The University of B.C. is going to spend $20.4 million to expand a wood-waste-burning energy plant, with $7.6 million in federal help, to cut natural-gas use and reduce greenhouse-gas emissions.
UBC built its initial biomass-fuelled research and demonstration facility in 2012, with Vancouver-based bioenergy firm Nexterra Systems and General Electric, as a $27-million bid to trim carbon dioxide emissions by 4,500 tonnes per year.
Now, the $20-million expansion will see installation of a new boiler by the fall of 2020, increasing the plant’s capacity to generate 70 per cent of the hot water needed in UBC’s district energy system, reducing its natural-gas use by half and cutting CO2 emissions by 14,500 tonnes per year.
“The expansion plan is all about thermal energy from a renewable resource and displacing our dependency on natural gas,” said David Woodson, UBC’s managing director of energy and water services.

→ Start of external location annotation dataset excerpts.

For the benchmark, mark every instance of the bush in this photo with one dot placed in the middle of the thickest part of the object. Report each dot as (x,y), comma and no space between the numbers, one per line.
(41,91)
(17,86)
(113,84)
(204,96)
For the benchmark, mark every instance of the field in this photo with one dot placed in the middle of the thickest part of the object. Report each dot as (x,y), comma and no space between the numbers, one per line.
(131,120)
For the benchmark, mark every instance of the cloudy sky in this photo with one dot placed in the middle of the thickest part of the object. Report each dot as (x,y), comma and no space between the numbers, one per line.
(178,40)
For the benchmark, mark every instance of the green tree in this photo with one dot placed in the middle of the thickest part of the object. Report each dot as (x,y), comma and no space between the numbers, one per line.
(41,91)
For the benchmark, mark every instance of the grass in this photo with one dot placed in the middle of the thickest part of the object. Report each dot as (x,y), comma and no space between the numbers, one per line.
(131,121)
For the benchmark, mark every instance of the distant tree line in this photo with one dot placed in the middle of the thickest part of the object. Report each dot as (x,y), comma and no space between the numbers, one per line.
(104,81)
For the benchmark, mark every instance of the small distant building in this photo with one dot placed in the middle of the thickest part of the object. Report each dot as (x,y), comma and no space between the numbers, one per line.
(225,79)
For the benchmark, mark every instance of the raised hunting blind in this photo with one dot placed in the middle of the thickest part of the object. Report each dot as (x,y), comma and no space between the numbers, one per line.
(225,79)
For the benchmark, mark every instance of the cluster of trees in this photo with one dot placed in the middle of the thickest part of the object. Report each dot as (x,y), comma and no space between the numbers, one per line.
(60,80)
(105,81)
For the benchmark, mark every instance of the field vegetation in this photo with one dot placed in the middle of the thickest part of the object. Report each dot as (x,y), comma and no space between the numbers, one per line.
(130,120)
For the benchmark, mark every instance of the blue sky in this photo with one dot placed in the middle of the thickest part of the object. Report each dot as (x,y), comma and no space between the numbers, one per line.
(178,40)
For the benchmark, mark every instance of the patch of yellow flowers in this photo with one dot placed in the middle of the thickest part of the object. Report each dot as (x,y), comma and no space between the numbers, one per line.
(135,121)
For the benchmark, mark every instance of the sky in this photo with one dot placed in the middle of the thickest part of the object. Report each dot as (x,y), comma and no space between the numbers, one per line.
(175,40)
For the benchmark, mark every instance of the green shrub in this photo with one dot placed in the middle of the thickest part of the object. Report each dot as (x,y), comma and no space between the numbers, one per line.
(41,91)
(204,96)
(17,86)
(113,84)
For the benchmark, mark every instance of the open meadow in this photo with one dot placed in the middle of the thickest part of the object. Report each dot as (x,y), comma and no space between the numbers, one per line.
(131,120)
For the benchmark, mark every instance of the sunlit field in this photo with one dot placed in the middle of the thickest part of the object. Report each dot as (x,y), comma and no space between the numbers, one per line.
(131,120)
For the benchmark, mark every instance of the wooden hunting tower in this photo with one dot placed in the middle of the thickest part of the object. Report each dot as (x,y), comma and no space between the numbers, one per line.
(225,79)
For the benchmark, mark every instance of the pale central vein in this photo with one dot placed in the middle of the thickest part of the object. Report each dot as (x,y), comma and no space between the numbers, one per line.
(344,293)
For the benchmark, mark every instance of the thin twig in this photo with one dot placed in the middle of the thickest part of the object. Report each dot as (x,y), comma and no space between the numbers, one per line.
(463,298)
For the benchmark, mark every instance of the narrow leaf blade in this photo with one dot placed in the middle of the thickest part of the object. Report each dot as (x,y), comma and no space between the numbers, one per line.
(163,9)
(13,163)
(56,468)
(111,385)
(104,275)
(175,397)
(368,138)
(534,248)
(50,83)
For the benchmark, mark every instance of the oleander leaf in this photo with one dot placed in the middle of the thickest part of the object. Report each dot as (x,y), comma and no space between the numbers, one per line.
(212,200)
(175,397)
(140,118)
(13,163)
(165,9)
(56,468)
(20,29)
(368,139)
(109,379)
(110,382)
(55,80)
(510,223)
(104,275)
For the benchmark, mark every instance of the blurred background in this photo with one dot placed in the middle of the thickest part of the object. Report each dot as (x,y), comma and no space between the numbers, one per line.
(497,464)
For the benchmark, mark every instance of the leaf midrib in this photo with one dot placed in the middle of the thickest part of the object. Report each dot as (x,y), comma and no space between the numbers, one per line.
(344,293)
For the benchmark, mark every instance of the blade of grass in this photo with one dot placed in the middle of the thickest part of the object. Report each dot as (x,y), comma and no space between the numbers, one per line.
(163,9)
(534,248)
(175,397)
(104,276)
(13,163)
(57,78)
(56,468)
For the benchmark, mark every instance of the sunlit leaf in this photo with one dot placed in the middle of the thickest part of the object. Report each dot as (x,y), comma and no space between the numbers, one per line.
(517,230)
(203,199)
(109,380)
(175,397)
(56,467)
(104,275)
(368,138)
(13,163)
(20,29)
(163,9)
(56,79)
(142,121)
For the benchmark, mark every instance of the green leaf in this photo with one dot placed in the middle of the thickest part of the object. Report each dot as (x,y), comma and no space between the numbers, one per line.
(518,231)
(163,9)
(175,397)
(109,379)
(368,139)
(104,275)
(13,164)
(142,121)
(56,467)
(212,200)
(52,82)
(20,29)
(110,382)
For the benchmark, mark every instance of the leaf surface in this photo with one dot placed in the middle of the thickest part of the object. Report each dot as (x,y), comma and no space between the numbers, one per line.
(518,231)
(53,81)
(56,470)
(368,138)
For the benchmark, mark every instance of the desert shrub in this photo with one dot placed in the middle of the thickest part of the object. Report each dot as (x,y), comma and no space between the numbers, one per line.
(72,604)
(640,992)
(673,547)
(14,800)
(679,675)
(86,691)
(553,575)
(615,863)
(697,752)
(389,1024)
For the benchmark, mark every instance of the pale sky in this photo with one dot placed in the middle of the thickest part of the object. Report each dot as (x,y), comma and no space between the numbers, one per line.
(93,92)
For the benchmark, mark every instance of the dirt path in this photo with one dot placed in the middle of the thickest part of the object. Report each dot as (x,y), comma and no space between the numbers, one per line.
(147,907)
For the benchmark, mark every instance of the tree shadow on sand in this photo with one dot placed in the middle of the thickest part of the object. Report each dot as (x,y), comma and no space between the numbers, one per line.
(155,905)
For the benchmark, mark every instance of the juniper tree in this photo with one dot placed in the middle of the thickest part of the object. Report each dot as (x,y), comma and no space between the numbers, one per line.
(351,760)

Woodson said an update in 2016 of UBC’s climate action plan identified an expansion of the plant, which is called the bioenergy research and demonstration facility, as “the only economically viable option” for hitting the university’s target to reduce greenhouse-gas emissions by 2020. The university’s goal of reducing emissions were to cut 33 per cent of its CO2 production from 2007 levels by 2015 and 67 per cent by 2020.
Because UBC is a public-sector institution, it’s hit with the double whammy of having to pay the carbon tax on its greenhouse-gas emissions as well as buying carbon offsets for the fossil fuels it burns.

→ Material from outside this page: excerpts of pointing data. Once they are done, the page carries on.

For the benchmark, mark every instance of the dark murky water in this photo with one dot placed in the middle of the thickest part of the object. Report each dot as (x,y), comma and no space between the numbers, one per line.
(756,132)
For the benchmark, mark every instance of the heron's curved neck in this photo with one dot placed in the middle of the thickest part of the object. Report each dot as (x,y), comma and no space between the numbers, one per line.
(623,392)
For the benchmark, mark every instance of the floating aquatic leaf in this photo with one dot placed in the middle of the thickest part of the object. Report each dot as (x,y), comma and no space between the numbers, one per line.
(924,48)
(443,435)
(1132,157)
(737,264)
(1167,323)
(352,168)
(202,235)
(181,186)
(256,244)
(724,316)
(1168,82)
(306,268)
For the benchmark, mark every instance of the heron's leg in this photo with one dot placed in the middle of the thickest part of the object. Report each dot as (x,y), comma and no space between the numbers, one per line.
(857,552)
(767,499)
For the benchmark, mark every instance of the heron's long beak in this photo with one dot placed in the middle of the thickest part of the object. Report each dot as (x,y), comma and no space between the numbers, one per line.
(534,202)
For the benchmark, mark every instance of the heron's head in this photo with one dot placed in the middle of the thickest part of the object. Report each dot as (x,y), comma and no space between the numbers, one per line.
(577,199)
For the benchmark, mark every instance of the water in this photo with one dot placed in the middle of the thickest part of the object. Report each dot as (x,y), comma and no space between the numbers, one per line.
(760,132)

“The combined effect, we’re paying over $60 per tonne (for carbon emissions),” Woodson said. “That’s effectively the same price as clean wood waste.”
Waste wood, or biomass, counts as carbon neutral because it isn’t a fossil fuel, although it’s burned, and it comes from a renewable source.
The plant gets its wood waste from a fuel consolidator that draws from more than 100 sources, Woodson said. However, they were surprised to learn that among those the three biggest sources were furniture manufacturing, sawmill waste and the gardening wood waste from municipalities.
Woodson added that UBC’s assessment is that even with the expansion the biomass plant will be able to rely on its existing sources for fuel, even if there is more widespread adoption of bioenergy as a method of reducing fossil-fuel use. The university did an assessment considering what the impact would be if all known biomass projects in the Lower Mainland proceeded.
“That would use up 50 per cent of known available (waste-wood) supplies,” Woodson said. “The short answer is, we’re completely confident in the availability of supply.”
UBC’s district heating system dates back more than 100 years, Woodson said, to the campus’s original coal-fired plant that generated steam that was piped through 14 kilometres of lines to heat-exchangers in all of its buildings. It has since been converted to oil, then natural gas and now biomass, and steam has been switched out to make it a hot-water distribution system.
John Madden, UBC’s director of sustainability and engineering, said the existing plant has cut the university’s CO2 emissions by some 8,500 tonnes per year, already helping it reduce emissions by 38 per cent from its 2007 baseline.